A morena morde o lábio inferior em dúvida.

- Não sei não, Pri.

- Você está com a faca e o queijo na mão, é só cortar. – ela se expressa com ambas as mãos. – Afinal, Ron Dwayne já esperou por muito tempo.

- Ele não é mais o chefe de equipe da McDraguen, o cara se aposentou já faz um tempo.

- Mas ele não é o único chefe de equipe que existe. Eu acho. – ela trata de acrescentar, não entendia absolutamente nada do mundo automobilístico. Tirar a sua habilitação foi o máximo que chegou perto disso.

- Não é assim tão fácil quanto você pensa. – Liza diz séria. – Tudo isso tem um custo muito alto. Para voltar a competir em campeonatos do meu nível eu preciso ter patrocínios, escuderia e uma marca para representar. Depois do cancelamento com a Carsport eu desapareci das corridas e isso tem um preço, de ser esquecida. – ela engole em seco – Eu já não tinha muito apoio naquela época por ser mulher, agora então em uma retomada na carreira vai ser muito mais difícil simplesmente encontrar alguém que queira se associar à minha imagem. Aceite, acabou para mim. O laço de confiança entre equipe e piloto é um vínculo feito em anos, eu não tenho mais essa possibilidade.

- Mas e as pessoas que trabalhavam com você, o seu tio, eles não podem ajudar? – a loira tenta esperançosa.

- Pri, eu aprecio que você esteja tentando insistir nisso porque obviamente viu que me fez feliz. – ela pousa a mão no ombro da amiga – Mas é um assunto que a muito custo eu consegui esquecer, tive que enterrar lá no fundo da minha mente para que não me causasse mais dor. Eu não sei se estou preparada emocionalmente para voltar a ter isso presente em minha vida, sequer se estarei algum dia. Eu estou bem do jeito que estou, sério. – ela sorri como garantia – Nem todas as pessoas são plenamente felizes com as suas profissões e isso está O.K.

- Mas...

- Por favor. Por mim. – ela a interrompe. – Esquece isso.

Priscilla olha nos olhos da amiga, eles a imploravam para não persistir no assunto. Pela forma que ela falava e pelo modo que suas mãos tremiam ao tocar no passado, Priscilla sabia que Eliza tinha uma profunda mágoa de tudo o que havia acontecido. E a loira sabia que era normal sentir medo de sair da sua zona de conforto, mas ela também sabia que Liza não era daquele jeito.

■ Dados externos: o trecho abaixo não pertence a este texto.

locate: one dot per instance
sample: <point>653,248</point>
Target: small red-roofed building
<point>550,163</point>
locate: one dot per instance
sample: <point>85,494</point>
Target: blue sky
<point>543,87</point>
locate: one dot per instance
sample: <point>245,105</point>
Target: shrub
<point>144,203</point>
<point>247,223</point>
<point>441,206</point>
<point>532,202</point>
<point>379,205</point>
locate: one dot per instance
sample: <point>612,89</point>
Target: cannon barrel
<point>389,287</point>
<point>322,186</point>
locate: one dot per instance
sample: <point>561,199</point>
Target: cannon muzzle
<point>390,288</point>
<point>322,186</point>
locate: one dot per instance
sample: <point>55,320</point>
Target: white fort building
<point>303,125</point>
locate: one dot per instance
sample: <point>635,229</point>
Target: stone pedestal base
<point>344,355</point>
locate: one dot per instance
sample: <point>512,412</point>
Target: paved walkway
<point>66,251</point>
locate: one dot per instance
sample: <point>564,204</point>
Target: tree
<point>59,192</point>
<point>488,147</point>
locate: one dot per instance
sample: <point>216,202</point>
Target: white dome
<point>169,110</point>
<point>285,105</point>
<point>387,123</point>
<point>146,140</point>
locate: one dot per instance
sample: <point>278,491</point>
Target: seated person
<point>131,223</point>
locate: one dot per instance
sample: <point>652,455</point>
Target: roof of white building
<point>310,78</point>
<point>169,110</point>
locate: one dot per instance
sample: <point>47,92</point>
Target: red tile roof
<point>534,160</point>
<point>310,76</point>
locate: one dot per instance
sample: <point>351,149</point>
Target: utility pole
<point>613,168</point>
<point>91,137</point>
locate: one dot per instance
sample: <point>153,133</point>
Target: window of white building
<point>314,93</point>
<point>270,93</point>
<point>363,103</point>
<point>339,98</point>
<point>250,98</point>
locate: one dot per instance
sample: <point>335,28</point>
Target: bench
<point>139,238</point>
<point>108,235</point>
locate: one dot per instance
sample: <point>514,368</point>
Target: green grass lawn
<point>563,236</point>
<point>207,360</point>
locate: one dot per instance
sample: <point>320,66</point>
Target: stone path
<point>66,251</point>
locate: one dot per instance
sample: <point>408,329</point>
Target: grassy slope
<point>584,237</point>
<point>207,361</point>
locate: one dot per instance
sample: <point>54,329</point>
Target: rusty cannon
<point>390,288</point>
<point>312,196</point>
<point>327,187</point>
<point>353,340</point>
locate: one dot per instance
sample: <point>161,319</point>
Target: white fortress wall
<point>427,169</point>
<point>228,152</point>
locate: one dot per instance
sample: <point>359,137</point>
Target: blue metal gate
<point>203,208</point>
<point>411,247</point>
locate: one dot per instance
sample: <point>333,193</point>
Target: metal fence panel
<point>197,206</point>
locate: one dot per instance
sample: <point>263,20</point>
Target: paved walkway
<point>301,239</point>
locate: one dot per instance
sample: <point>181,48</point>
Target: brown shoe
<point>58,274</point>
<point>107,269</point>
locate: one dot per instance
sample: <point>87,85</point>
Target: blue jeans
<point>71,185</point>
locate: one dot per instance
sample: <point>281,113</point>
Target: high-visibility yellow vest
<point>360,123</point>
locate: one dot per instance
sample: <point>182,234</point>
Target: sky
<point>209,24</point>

Eliza era altruísta, perseverante, corajosa e nunca aceitava um não como resposta. E esta recusa de seu próprio sonho ia contra todos os seus conceitos.

Mesmo assim acatou ao seu pedido e ficou quieta.

- Bom, eu vou tomar um banho e me deitar. – a morena diz suspirando. – Foi um longo dia e amanhã eu já vou começar a procurar outro emprego.

Priscilla assente à contragosto.

- Boa noite.

- Boa noite. – a loira responde baixo.

Quando Liza fecha a porta do banheiro Priscilla corre em direção a bolsa da amiga e começa a sua busca pelo seu celular. Encontrado o telefone ela o desbloqueia e segue sem hesitações até a lista de contatos.

Precisava ser rápida.

Ela percorre a lista rapidamente até que o contato “tio Fábio” pisca na tela e seus olhos brilham.

- Vou esquecer, uma ova. - ela diz e aperta o botão da chamada. – É para o seu próprio bem.

O telefone toca duas vezes antes de ser atendido.